Будучи в Копенгагене, я отправился в Институт Бора. Просто взглянуть на это место. В Копенгагене для меня существовали прежде всего два человека: сказочник Ганс Христиан Андертсен и физик Нильс Бор. Все, связанное с Андерсеном, показывали наперебой, а где был Институт Бора, знали немногие. Он стоял в глубине улицы, темно-серый трехэтажный дом, крытый черепицей,такой, как на всех старых фотографиях. Мало что изменилось здесь с довоенных лет. Я узнал его сразу, хотя никогда здесь не был. Дом не имел архитектурных примет, скромная невидная постройка, никакого сравнения с размахом застекленных объемов со временных физических центров. Я вошел в подъезд, спросил, можно ли посмотреть кабинет Нильса Бора, что для этого нужно. Привратник пожал плечами — ничего не нужно, разве что подняться по лестнице. Лестница была как лестница Я походил по коридорам мимо комнат, где работали нынешние физики, листали журналы, стучали на машинках. Никто меня не останавливал, не проверял документов. Наконец я набрел на кабинет Бора. В нем тоже не было ничего мемориально-торжественного. Ни экспонатов, ни надписей. Обыкновенный кабинет. Стоял письменный стол и стулья. Разве что на стенах висело множество групповых фотографий: боровская школа, коллоквиумы разных лет. Бор в центре, вокруг его ученики и коллеги. Сперва молодые, неузнаваемые. Потом, от снимка к снимку, черты этих людей становились знакомее и наконец превратились в портреты из моих институтских учебников. Канонические портреты всем известных классиков. Великие творцы современной физики. Маги всесильной науки. Авторы уравнений и формул. Атомной бомбы. Атомной энергии. Теории частиц меченых атомов. Изотопов, ускорителей…
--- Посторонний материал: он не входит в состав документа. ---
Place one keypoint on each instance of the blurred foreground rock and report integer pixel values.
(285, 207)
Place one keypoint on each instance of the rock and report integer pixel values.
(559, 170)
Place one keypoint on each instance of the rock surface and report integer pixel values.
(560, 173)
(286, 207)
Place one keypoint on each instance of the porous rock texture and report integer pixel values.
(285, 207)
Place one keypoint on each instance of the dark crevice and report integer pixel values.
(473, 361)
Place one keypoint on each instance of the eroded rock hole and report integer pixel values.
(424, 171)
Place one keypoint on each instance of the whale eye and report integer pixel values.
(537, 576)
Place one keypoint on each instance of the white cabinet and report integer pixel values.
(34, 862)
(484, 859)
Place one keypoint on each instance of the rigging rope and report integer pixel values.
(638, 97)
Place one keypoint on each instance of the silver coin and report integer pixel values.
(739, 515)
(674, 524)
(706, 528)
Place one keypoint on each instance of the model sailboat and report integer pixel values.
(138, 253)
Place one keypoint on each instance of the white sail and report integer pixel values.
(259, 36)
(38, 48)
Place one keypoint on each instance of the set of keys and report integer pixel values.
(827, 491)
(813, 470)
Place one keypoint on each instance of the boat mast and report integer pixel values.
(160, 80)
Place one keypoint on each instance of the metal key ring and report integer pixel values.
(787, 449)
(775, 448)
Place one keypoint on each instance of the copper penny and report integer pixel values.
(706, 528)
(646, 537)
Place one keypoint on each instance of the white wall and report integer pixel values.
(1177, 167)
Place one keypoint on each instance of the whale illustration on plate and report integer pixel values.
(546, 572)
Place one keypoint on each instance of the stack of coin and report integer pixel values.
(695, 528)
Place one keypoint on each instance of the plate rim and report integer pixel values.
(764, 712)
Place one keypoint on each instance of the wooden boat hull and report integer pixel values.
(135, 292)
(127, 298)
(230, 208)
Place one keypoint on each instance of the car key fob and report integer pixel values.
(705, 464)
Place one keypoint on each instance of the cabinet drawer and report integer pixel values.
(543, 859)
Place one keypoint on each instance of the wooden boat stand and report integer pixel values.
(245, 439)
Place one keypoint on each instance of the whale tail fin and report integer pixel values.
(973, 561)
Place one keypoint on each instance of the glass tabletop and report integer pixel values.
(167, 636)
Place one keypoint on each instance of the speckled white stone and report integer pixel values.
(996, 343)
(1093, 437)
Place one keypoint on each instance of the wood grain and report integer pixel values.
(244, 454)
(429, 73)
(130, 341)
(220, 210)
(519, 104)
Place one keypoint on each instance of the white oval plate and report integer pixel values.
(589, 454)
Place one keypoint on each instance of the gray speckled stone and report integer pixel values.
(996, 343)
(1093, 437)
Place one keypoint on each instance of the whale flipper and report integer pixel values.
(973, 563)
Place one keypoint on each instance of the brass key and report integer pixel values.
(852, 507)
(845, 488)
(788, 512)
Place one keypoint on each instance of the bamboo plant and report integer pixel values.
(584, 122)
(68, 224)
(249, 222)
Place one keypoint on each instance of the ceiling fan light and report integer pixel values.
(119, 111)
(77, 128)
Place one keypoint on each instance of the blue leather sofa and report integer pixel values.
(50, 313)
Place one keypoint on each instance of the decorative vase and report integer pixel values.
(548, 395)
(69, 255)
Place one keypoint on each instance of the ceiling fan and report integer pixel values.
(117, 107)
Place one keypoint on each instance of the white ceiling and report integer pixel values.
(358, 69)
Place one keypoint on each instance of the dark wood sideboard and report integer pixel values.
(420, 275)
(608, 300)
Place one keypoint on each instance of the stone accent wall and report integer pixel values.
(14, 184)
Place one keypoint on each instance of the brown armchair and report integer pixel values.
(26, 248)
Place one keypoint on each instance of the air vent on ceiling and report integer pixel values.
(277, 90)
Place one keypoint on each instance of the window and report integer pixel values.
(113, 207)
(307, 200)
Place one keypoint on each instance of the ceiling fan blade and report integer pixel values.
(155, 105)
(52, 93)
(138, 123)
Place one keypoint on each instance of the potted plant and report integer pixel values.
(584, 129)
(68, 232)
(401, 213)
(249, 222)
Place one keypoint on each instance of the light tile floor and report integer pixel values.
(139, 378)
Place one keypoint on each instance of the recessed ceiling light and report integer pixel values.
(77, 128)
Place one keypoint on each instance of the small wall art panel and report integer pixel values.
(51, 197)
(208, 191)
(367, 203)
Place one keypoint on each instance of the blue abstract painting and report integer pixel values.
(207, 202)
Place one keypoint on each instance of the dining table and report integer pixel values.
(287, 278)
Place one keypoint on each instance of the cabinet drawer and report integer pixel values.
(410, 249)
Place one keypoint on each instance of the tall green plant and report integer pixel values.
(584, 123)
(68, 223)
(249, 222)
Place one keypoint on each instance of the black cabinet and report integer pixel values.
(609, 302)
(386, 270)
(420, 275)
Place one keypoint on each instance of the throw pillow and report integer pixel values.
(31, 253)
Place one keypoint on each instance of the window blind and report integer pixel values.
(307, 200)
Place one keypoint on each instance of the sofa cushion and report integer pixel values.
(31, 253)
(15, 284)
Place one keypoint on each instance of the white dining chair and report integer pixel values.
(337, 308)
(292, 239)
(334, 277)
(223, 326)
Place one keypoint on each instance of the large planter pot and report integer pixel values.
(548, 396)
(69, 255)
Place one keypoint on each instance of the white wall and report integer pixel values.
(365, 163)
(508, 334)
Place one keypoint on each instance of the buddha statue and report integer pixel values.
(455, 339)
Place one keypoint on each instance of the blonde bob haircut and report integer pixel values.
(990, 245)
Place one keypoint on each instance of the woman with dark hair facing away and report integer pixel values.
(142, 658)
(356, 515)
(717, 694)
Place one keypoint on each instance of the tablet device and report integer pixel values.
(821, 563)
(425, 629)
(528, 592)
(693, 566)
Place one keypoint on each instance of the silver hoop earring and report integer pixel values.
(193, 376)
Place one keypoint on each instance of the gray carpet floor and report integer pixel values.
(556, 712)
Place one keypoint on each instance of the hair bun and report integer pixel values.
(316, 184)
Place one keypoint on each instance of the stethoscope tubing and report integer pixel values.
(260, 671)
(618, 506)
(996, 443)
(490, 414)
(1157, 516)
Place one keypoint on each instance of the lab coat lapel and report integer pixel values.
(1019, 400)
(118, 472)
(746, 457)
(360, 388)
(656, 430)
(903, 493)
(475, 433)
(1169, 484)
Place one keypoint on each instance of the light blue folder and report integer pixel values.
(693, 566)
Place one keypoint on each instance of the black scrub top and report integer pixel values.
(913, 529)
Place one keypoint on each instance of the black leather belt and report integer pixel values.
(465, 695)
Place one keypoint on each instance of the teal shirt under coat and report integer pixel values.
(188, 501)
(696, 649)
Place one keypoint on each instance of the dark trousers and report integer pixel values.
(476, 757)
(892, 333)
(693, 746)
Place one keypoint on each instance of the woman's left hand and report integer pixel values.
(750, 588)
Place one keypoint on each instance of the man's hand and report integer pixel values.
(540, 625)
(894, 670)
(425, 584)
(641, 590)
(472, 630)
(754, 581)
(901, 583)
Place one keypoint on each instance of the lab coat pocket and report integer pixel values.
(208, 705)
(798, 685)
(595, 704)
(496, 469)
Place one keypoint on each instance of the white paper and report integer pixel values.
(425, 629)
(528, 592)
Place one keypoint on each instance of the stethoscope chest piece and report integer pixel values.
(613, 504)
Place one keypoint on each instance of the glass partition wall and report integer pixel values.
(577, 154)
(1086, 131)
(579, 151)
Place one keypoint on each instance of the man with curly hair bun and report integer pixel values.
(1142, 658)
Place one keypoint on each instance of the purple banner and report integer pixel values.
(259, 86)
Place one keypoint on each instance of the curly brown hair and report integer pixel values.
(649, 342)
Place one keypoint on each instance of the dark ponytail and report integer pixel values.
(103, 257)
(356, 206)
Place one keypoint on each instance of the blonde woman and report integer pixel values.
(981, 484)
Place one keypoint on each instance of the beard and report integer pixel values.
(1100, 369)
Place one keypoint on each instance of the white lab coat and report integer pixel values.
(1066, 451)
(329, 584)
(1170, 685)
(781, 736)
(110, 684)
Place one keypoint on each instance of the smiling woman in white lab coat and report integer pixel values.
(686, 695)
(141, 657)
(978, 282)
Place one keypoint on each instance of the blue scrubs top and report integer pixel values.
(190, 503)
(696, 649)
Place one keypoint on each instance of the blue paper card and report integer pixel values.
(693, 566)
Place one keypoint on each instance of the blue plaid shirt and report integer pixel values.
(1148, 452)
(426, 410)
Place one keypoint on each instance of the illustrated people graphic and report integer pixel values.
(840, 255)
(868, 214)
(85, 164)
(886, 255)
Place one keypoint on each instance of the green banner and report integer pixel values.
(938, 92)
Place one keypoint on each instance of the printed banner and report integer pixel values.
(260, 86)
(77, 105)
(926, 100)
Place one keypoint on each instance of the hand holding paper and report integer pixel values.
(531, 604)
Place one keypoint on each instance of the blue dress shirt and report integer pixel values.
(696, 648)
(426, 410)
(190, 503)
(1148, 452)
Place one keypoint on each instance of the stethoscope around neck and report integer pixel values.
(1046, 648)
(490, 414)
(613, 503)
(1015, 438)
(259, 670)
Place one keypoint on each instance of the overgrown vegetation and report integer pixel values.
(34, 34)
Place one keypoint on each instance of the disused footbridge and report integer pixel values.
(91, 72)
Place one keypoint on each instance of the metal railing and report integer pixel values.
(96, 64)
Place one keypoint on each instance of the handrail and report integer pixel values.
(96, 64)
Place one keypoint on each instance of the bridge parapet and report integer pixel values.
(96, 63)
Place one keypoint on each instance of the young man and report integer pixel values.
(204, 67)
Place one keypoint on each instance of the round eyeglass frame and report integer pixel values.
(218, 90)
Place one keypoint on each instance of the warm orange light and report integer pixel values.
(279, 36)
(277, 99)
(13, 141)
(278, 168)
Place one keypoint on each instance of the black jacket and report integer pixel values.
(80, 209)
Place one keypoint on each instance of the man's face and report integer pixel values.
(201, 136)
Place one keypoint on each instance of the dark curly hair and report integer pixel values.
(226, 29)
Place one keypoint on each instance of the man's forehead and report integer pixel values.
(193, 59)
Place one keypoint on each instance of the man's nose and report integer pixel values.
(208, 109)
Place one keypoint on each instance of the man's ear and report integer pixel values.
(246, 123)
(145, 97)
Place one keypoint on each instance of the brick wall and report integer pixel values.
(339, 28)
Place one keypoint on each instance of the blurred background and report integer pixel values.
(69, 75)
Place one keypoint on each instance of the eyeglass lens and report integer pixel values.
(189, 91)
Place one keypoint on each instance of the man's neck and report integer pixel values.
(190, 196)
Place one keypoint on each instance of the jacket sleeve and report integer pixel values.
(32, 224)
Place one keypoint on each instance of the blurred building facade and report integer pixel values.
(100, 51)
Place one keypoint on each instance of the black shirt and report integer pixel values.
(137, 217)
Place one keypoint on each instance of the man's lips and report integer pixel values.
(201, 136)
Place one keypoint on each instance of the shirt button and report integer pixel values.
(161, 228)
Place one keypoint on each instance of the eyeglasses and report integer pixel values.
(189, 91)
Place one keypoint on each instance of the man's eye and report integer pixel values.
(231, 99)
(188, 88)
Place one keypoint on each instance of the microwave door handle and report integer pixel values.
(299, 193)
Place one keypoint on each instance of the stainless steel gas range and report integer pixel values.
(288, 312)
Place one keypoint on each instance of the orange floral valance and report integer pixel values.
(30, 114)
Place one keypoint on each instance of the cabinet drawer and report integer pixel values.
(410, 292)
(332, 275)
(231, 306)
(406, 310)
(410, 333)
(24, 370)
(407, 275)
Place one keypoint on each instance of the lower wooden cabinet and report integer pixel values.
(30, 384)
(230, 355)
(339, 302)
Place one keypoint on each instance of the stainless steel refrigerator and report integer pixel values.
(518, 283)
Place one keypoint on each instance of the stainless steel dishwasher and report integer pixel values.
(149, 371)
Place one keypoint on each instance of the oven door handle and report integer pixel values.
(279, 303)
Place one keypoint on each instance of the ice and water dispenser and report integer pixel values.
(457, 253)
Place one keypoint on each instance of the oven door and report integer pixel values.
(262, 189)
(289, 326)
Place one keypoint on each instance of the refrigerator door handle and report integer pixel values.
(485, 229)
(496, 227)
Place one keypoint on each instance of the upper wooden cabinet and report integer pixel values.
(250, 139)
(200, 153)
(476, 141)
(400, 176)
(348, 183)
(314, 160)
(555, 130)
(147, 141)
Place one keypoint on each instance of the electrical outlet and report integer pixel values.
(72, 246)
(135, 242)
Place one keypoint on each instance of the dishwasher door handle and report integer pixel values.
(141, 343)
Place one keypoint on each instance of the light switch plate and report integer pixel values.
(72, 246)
То был круг людей, которые когда-то привлекали меня. Они должны были изменить мир к лучшему… Теперь я смотрел на них без восхищения. С некоторой жалостью и разочарованием. Памятники несостоявшихся надежд? Соавторы способа ликвидации человечества? Жертвы или герои? Я сидел один в этом кабинете, пытаясь разобраться в своем чувстве. Достойны они любви или проклятья? А сам по себе это был милый мемориальчик, галерея исторических персонажей, может быть, лучшая страница истории физики, еще невинная, полная пылких утопий, силы, веселых розыгрышей.
Зубр знал их всех, дружил со многими, прогуливался, выпивал, трепался. Он-то не был застеклен от меня. Он здесь бывал, здесь рокотал его голосище, гремел его смех. Он связывал нас с этим знаменитым местом, вознесенным на пьедестал истории.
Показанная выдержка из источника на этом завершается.